Já a noite, com a presença de Veronica, para surpresa do espectador, Seth saiu normalmente da outra cabine. Aparentemente, ileso. Só que, as mudanças começam a aparecer. Primeiro nas características de força física de Seth e depois… bom, estamos falando de David Cronenberg! A cada cena, vemos Seth se transformar numa mosca. E essa mudança gradual foi perfeita para a proposta do diretor. Imaginem como seria comum, se o cientista já saísse como mosca da cabine e passasse a se comportar como o inseto. Não era isso que David queria (e nem o escritor do livro que deu origem a adaptação do canadense, The Fly, de George Langelaan). David nos mostra a mudança gradativamente. Cena a cena, algo agoniante e nojento acontece. Como uma orelha caindo, ou a face de Seth espinhada, ou o cientista se alimentando, regurgitando o ácido no alimento para umedecê-lo, como faz uma mosca. Temos ali Homem, Homem-mosca e a Mosca. E só Cronenberg poderia nos mostrar isso, da maneira mais horripilante possível.

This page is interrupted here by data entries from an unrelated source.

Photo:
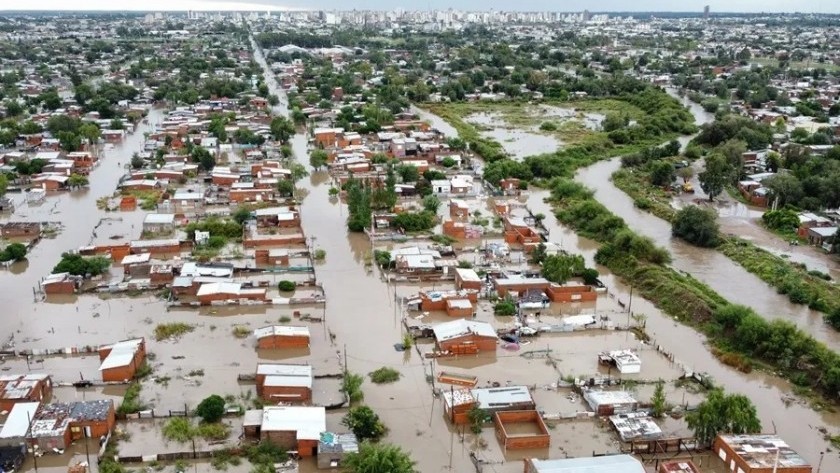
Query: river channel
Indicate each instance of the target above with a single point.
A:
(795, 422)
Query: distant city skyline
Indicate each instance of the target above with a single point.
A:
(745, 6)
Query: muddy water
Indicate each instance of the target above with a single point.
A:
(722, 274)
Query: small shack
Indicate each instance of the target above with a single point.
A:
(521, 430)
(465, 337)
(282, 336)
(120, 361)
(294, 428)
(333, 448)
(284, 382)
(607, 403)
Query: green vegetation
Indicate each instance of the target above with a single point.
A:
(78, 265)
(181, 429)
(723, 413)
(415, 221)
(131, 400)
(286, 286)
(477, 417)
(658, 402)
(217, 228)
(13, 252)
(211, 409)
(384, 375)
(241, 331)
(505, 308)
(788, 278)
(364, 423)
(351, 386)
(697, 226)
(172, 330)
(379, 458)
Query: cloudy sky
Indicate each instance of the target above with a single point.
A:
(823, 6)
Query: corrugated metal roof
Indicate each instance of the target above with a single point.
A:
(308, 422)
(607, 464)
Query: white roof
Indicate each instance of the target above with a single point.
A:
(282, 331)
(159, 218)
(18, 421)
(489, 398)
(605, 464)
(458, 328)
(459, 303)
(467, 274)
(219, 288)
(308, 422)
(135, 259)
(122, 353)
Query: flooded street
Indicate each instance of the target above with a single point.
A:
(364, 315)
(798, 421)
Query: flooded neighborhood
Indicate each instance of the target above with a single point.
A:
(424, 241)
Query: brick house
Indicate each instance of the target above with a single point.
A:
(759, 454)
(121, 360)
(294, 428)
(278, 382)
(282, 336)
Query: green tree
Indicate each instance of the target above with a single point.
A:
(716, 175)
(13, 252)
(77, 180)
(561, 267)
(661, 173)
(431, 203)
(69, 141)
(285, 187)
(90, 132)
(723, 413)
(379, 458)
(204, 158)
(282, 129)
(697, 226)
(318, 158)
(658, 401)
(364, 423)
(211, 409)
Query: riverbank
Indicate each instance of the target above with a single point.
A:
(794, 280)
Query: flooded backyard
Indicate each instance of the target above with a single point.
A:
(362, 320)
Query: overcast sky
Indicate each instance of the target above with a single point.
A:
(823, 6)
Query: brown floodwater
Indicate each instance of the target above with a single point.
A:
(364, 315)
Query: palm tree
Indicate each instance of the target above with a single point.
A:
(379, 458)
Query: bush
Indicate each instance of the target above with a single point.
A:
(172, 330)
(505, 307)
(351, 386)
(364, 423)
(211, 409)
(384, 375)
(77, 265)
(286, 286)
(696, 226)
(13, 252)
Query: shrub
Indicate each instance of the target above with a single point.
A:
(505, 307)
(696, 226)
(286, 286)
(211, 409)
(172, 330)
(364, 423)
(384, 375)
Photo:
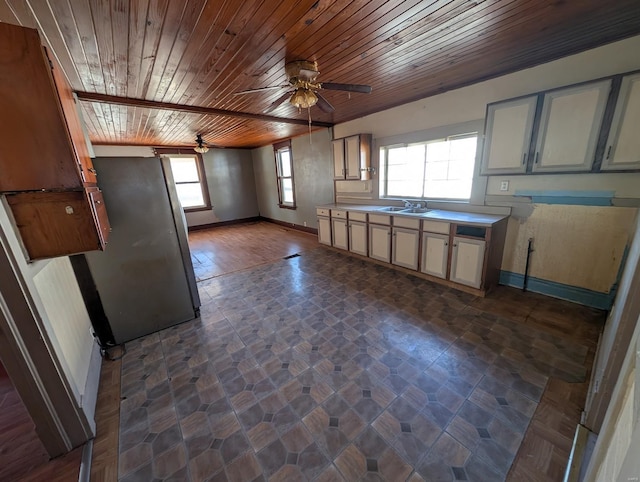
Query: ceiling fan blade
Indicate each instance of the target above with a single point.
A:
(364, 89)
(276, 104)
(261, 89)
(324, 104)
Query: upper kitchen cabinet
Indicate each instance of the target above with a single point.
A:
(508, 131)
(352, 157)
(569, 126)
(43, 145)
(623, 145)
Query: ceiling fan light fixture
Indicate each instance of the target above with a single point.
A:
(201, 148)
(303, 98)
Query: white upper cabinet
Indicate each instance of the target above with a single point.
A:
(623, 145)
(338, 159)
(569, 126)
(508, 136)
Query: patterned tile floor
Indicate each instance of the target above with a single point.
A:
(325, 367)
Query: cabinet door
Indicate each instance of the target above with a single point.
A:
(508, 136)
(380, 242)
(37, 152)
(467, 260)
(358, 237)
(324, 230)
(435, 253)
(623, 145)
(405, 247)
(70, 109)
(339, 231)
(352, 155)
(55, 223)
(338, 159)
(569, 127)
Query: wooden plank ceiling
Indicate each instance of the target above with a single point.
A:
(199, 53)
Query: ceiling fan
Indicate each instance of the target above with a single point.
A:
(303, 87)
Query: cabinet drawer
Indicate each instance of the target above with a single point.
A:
(404, 222)
(379, 218)
(435, 227)
(358, 216)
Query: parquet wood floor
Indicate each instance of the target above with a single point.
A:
(227, 249)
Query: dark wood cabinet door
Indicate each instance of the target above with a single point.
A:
(36, 151)
(55, 223)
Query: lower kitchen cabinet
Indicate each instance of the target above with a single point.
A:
(435, 254)
(358, 237)
(60, 223)
(462, 251)
(380, 242)
(467, 261)
(405, 250)
(339, 233)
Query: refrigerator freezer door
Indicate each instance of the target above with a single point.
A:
(141, 275)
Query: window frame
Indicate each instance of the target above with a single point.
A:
(383, 150)
(277, 148)
(202, 178)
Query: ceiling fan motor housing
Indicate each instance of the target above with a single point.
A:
(301, 70)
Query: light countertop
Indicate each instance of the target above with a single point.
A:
(460, 217)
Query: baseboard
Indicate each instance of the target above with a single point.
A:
(224, 223)
(84, 475)
(583, 296)
(297, 227)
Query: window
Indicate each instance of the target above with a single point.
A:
(438, 169)
(284, 172)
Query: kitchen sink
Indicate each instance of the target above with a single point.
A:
(414, 210)
(391, 209)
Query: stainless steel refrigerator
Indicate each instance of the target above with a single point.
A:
(144, 279)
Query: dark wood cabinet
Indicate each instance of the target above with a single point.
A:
(45, 168)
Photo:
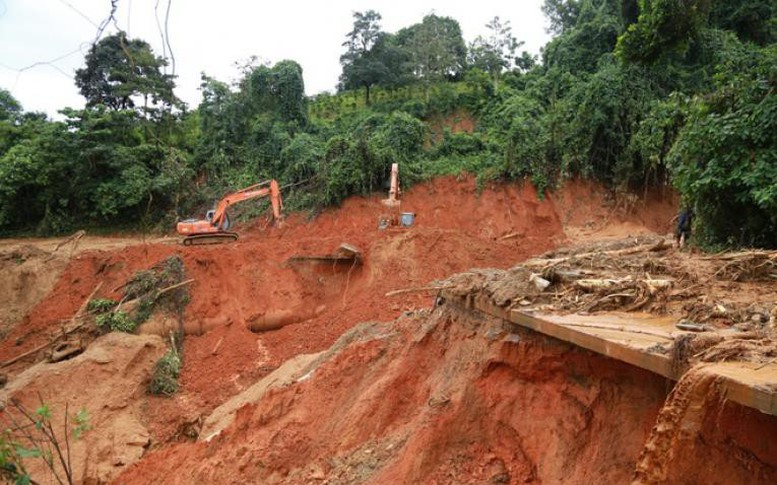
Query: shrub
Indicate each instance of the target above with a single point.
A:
(116, 322)
(166, 371)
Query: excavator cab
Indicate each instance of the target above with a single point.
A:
(215, 227)
(224, 225)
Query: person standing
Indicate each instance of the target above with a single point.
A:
(684, 224)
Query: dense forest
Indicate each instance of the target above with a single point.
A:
(636, 94)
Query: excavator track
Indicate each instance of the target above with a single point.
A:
(217, 238)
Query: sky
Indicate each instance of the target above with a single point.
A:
(43, 42)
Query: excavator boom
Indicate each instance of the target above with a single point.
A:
(215, 228)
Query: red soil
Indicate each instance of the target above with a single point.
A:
(446, 398)
(455, 229)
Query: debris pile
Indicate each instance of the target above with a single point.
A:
(637, 274)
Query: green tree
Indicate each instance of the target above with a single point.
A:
(437, 48)
(562, 14)
(595, 33)
(121, 71)
(495, 53)
(724, 161)
(662, 26)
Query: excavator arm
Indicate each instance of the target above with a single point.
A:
(214, 229)
(262, 189)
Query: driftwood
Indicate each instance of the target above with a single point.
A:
(418, 289)
(660, 246)
(157, 295)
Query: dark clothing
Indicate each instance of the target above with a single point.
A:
(684, 224)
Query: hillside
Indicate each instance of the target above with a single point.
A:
(350, 384)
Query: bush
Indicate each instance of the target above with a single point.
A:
(166, 371)
(101, 305)
(116, 322)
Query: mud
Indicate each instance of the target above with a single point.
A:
(282, 383)
(433, 398)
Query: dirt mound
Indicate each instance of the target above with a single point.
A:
(257, 282)
(108, 382)
(28, 275)
(440, 398)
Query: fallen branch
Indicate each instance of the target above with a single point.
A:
(159, 293)
(75, 326)
(418, 289)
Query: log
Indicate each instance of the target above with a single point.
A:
(216, 348)
(621, 328)
(660, 246)
(418, 289)
(65, 332)
(158, 293)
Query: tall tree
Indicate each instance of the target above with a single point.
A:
(119, 71)
(365, 33)
(437, 48)
(495, 53)
(562, 14)
(364, 62)
(662, 26)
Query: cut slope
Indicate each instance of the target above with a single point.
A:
(441, 398)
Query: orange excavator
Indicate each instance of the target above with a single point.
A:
(215, 228)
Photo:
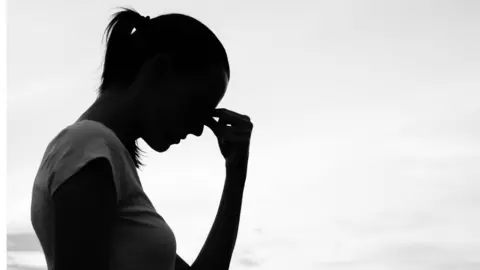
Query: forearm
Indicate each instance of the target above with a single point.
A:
(217, 251)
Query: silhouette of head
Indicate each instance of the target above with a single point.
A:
(176, 67)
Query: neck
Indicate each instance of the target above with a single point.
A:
(113, 112)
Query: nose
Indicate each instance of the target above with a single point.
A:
(198, 131)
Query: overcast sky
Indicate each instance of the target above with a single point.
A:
(366, 147)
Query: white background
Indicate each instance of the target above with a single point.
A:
(366, 147)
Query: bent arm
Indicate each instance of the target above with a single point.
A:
(217, 251)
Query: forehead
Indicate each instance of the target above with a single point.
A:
(213, 87)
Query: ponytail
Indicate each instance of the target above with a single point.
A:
(121, 60)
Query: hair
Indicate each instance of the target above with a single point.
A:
(132, 39)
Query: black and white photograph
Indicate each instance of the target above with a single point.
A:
(241, 135)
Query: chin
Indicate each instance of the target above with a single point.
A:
(159, 147)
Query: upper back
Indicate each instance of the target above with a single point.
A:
(137, 224)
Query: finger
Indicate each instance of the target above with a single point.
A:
(216, 128)
(231, 117)
(223, 111)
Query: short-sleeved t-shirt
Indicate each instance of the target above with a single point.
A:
(141, 237)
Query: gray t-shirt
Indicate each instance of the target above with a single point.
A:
(142, 240)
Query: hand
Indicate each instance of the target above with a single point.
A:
(233, 132)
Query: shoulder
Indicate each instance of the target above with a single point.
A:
(76, 146)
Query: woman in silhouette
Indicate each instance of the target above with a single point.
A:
(162, 80)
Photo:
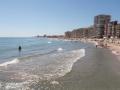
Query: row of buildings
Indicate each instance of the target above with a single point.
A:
(102, 27)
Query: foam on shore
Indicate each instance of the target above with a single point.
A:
(61, 66)
(14, 61)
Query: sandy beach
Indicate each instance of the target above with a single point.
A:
(98, 70)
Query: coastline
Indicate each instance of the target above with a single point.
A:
(98, 70)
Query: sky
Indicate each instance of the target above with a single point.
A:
(22, 18)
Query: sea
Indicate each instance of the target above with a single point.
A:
(40, 60)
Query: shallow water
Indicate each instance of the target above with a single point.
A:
(40, 60)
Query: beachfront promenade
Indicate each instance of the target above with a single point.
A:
(98, 70)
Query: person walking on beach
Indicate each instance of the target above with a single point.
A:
(19, 49)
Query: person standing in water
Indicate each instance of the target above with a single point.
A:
(19, 49)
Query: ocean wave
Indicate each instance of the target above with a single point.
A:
(58, 66)
(14, 61)
(60, 49)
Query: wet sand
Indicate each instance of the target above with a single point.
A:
(98, 70)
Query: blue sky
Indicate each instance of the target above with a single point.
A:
(32, 17)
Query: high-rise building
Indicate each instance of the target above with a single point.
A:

É o gênio do Body Horror!
Temos que aplaudir de pé, o trabalho incrível da maquiagem e penteados, óbvio! Merecidamente vencedores do Oscar! Sem eles, David não conseguiria atingir a sua proposta de nos causar náuseas.
Guillermo del Toro, é outro diretor que bebe dessa mesma fonte de Cronenberg. Usando elementos do terror e do Body Horror. Mas, Del Toro está mais para a linha das feras. Ele usa a computação gráfica para criá-las. Por isso, afirmo com toda a certeza, que Cronenberg é o dono desse gênero. Lembramos do buraco na barriga em Videodrome (1983), as cicatrizes em Crash - Estranhos Prazeres (1996), os cortes e as costuras em Crimes do Futuro (2022)… Assistam! Mas com um remédio de enjoo do lado.